Vaibhav Sooryavanshi’s breakthrough run continues after LSG duck stumble

At this point, it’s hard to find new superlatives for Vaibhav Sooryavanshi. The youngster has looked like someone who has simply opted out of the usual rhythm of inconsistency that even the best batters go through. Yes, there was that one uncommon blemish when he was dismissed for a duck against the Lucknow Super Giants, but it barely interrupts what has been an astonishing run of form. Beyond that rare slip, his numbers read like a statement of intent—52, 31, 39, 78, 46, 103 and 43—proof of a batter who keeps finding ways to contribute, match after match. It’s no surprise, then, that he has overtaken the likes of KL Rahul, Abhishek Sharma and even Virat Kohli to become the first player in this IPL to cross the 400-run mark. With the way he’s going, it also raises a tantalising possibility: Sooryavanshi could finish the season as the youngest ever to lift the Orange Cap.

In the brief window he has been in top-level cricket, Sooryavanshi has already drawn comparisons with some of the sport’s biggest names. Conversations around him have repeatedly mentioned Sachin Tendulkar, Brian Lara, Virender Sehwag and Yuvraj Singh. While it’s still early to place him in the same bracket as those legends, former India spinner Murali Kartik believes there may be an edge in one particular area—suggesting that, if anything, Sooryavanshi might be even more effective than Lara in a way that matters.
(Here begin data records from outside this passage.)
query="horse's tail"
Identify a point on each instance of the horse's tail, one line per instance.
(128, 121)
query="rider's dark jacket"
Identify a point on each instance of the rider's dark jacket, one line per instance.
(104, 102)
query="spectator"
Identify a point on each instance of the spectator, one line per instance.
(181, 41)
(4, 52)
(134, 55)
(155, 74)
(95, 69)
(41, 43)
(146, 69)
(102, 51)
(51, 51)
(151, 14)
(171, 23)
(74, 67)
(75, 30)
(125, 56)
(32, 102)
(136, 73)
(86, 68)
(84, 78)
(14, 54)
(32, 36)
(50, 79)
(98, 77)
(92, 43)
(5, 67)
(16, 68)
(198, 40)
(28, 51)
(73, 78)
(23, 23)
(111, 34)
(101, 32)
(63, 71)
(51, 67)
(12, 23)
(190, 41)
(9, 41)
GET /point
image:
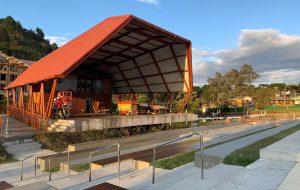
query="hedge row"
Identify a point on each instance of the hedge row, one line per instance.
(60, 140)
(4, 156)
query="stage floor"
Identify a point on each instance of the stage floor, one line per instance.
(119, 121)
Lara, after all, is widely viewed as one of the finest batters the game has seen, and the long-standing debate about who was the better batsman—Lara or Tendulkar—has never really gone away. Kartik’s point, though, was sharper: if Sooryavanshi’s talent is truly special, could he even have the advantage over Lara?

Kartik’s answer leaned heavily on how the power is created. “Brian Lara would have been pleased had he had Vaibhav Sooryavanshi’s power-hitting,” Kartik said on the Cricbuzz post-match show. “Lara was a genius, but his backlift was slightly different. It was high as well, but when Sooryavanshi brings the bat down, he generates a lot of power. His head is also so still. Most of his shots are not free-flowing or flourishing. He just packs a punch.”

There’s another comparison Kartik believes is worth noting as well—this time, the link is to Virender Sehwag. Kartik argues that fearlessness is one of the most visible traits in Sooryavanshi’s batting, in the same way it was Sehwag’s defining feature when the explosive opener first burst onto the scene. Sehwag’s arrival changed the tempo of games: he refused to be intimidated by the reputation of bowlers, stepping up to the likes of Chaminda Vaas, Brett Lee, Shoaib Akhtar, Saqlain Mushtaq and Muttiah Muralitharan without hesitation. In Kartik’s view, Sooryavanshi carries a similar inner confidence.

“The most important thing is that he’s young. Hand-eye coordination is amazing. In terms of fearlessness, he is a lot like Viru [Sehwag]. He was the same. The bigger the bowler, the more Sehwag wanted to hit him into space. This kid is not telling us, but from inside he must go like Hazlewood, Bumrah, Sunil Narine, I will smash them all,” Kartik said.